Friday, April 04, 2008
Alcohol
I've been having an allergic reaction to it for the last couple of years and am tired of it. Trust me, I've tried all different kinds and it appears that no matter the variety, I still react. I came to the conclusion that my body must be trying to tell me something . . . although I was probably too drunk at the time to listen . . . Ha!
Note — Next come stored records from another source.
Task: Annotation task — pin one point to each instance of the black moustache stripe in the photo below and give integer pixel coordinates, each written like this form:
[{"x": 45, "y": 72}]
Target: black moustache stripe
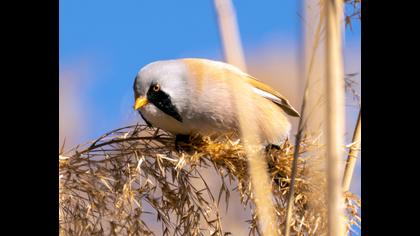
[
  {"x": 147, "y": 122},
  {"x": 162, "y": 101}
]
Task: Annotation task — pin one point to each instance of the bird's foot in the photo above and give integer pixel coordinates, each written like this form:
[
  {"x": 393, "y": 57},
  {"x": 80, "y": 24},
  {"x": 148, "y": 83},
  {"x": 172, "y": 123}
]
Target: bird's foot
[{"x": 181, "y": 141}]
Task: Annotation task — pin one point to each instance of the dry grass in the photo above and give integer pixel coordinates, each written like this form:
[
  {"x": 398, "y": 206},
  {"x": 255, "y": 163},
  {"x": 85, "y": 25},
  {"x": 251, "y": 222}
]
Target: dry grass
[{"x": 129, "y": 178}]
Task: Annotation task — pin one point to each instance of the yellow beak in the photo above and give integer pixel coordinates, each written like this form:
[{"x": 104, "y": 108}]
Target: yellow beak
[{"x": 140, "y": 102}]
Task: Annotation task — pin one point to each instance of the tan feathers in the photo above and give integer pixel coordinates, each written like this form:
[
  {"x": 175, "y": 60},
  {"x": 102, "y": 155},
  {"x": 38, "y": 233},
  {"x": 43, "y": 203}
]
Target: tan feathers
[{"x": 200, "y": 68}]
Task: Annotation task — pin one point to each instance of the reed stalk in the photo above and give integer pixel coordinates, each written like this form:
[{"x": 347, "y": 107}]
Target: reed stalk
[
  {"x": 335, "y": 116},
  {"x": 302, "y": 125},
  {"x": 352, "y": 157}
]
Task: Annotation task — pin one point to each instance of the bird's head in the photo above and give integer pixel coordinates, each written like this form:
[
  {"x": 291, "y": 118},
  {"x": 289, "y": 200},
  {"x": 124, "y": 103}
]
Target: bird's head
[{"x": 162, "y": 84}]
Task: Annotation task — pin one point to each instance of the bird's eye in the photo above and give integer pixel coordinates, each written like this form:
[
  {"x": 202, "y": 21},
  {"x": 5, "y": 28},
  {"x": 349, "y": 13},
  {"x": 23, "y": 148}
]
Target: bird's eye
[{"x": 156, "y": 87}]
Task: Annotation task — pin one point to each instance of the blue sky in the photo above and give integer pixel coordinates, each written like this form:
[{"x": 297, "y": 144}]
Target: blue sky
[
  {"x": 114, "y": 39},
  {"x": 106, "y": 42}
]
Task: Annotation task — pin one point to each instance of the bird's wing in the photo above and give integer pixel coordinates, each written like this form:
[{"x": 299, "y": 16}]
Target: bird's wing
[{"x": 272, "y": 95}]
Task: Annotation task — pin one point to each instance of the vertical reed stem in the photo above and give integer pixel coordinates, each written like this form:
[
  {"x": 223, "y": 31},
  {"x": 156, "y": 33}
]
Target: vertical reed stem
[
  {"x": 352, "y": 157},
  {"x": 229, "y": 33},
  {"x": 335, "y": 116}
]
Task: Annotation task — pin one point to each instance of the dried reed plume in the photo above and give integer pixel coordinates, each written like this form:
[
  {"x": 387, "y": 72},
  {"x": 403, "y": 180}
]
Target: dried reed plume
[{"x": 111, "y": 186}]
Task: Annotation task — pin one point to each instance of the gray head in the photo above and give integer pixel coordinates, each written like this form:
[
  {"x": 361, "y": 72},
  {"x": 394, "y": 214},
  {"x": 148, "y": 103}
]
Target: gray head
[{"x": 163, "y": 84}]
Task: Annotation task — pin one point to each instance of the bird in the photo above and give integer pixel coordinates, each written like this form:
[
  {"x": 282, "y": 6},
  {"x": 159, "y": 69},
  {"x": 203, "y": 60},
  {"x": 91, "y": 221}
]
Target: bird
[{"x": 190, "y": 96}]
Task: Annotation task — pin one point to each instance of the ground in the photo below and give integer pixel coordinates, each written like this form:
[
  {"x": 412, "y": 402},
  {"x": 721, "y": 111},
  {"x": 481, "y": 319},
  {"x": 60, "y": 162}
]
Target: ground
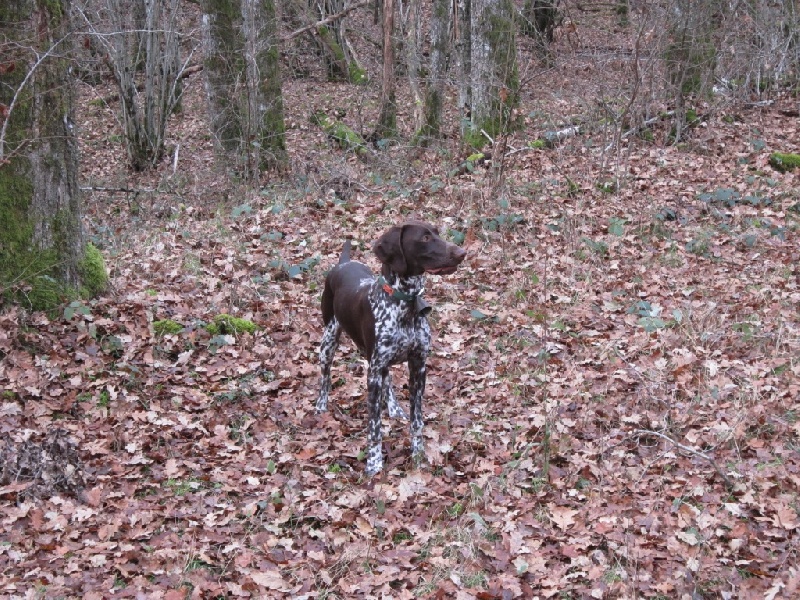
[{"x": 612, "y": 406}]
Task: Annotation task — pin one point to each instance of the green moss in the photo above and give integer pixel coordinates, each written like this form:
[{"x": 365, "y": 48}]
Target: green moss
[
  {"x": 341, "y": 133},
  {"x": 784, "y": 162},
  {"x": 92, "y": 269},
  {"x": 227, "y": 325},
  {"x": 167, "y": 327},
  {"x": 357, "y": 74}
]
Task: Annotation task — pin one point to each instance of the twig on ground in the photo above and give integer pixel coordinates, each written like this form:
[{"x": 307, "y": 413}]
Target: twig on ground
[{"x": 688, "y": 450}]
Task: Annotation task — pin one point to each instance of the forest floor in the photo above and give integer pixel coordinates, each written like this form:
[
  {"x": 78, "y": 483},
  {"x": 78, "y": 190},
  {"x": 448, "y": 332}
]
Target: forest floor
[{"x": 613, "y": 400}]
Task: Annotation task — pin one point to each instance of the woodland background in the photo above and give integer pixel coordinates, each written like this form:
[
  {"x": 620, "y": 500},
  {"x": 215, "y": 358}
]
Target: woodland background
[{"x": 612, "y": 406}]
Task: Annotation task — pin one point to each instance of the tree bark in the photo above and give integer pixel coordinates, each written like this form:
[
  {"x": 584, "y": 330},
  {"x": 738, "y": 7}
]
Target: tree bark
[
  {"x": 42, "y": 252},
  {"x": 224, "y": 73},
  {"x": 412, "y": 49},
  {"x": 387, "y": 122},
  {"x": 441, "y": 19},
  {"x": 493, "y": 77},
  {"x": 270, "y": 129},
  {"x": 243, "y": 83}
]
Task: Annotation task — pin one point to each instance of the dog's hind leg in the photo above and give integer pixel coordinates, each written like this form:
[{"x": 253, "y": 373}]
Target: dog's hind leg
[{"x": 327, "y": 348}]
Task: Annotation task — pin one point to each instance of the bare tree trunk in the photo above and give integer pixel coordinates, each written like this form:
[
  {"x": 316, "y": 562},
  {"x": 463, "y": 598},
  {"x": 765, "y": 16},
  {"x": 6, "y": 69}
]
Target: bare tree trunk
[
  {"x": 154, "y": 49},
  {"x": 244, "y": 84},
  {"x": 224, "y": 74},
  {"x": 493, "y": 76},
  {"x": 42, "y": 252},
  {"x": 441, "y": 19},
  {"x": 387, "y": 122},
  {"x": 413, "y": 49},
  {"x": 268, "y": 128}
]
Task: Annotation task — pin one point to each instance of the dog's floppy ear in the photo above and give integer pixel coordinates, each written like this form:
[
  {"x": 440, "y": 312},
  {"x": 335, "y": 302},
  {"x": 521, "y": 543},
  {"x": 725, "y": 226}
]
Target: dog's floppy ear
[{"x": 389, "y": 249}]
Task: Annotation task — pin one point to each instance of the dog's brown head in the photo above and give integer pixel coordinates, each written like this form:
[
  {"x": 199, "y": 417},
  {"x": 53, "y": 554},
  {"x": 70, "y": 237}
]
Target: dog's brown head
[{"x": 414, "y": 248}]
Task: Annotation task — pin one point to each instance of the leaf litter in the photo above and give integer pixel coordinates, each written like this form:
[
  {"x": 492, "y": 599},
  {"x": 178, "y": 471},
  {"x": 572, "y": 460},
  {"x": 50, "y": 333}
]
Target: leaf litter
[{"x": 612, "y": 403}]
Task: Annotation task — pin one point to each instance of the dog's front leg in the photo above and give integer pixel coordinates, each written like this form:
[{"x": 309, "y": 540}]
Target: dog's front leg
[
  {"x": 390, "y": 400},
  {"x": 416, "y": 386},
  {"x": 376, "y": 379}
]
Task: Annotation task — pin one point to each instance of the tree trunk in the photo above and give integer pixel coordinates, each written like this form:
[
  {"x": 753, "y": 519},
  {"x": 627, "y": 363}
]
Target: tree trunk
[
  {"x": 43, "y": 259},
  {"x": 413, "y": 51},
  {"x": 224, "y": 74},
  {"x": 387, "y": 122},
  {"x": 270, "y": 129},
  {"x": 132, "y": 47},
  {"x": 493, "y": 77},
  {"x": 540, "y": 18},
  {"x": 243, "y": 82},
  {"x": 441, "y": 18}
]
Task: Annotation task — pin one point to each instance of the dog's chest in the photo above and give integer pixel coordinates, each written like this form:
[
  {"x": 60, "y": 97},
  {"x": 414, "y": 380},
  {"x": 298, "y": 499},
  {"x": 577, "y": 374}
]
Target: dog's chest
[{"x": 399, "y": 330}]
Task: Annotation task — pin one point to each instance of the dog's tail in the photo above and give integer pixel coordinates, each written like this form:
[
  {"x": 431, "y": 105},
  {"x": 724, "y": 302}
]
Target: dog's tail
[{"x": 345, "y": 257}]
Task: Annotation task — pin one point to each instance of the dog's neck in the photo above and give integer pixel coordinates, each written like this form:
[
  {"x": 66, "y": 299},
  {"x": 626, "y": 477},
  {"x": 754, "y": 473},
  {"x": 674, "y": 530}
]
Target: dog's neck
[{"x": 402, "y": 287}]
Now that I've been alcohol-free for about a month, it makes me realize just how many times a week I was downing a drink . . . or two. I have a pretty social life and alcohol seems to be a part of every activity. I got a pedicure yesterday with my future sister-in-law, which would seem at face value to be an alcohol free event. It wasn't. They serve alcohol while you get your toes worked on. I was visiting my parents last weekend and mom kept offering me wine (she knows I'm more apt to share personal information if I have a drink or two in me). I think she was bummed when I turned her down as it drastically cut down on the opportunities for her to criticize my dating life! A Ladies Wine Night here, a Happy Hour there . . . it all really adds up.
I don't particularly miss the stuff, although do get a craving every once in a while. I'm not sure I'm going to permanently give it up, but for now, I'm on the wagon.
Plus, this affords me more chocolate calories to make up for the now absent alcohol calories!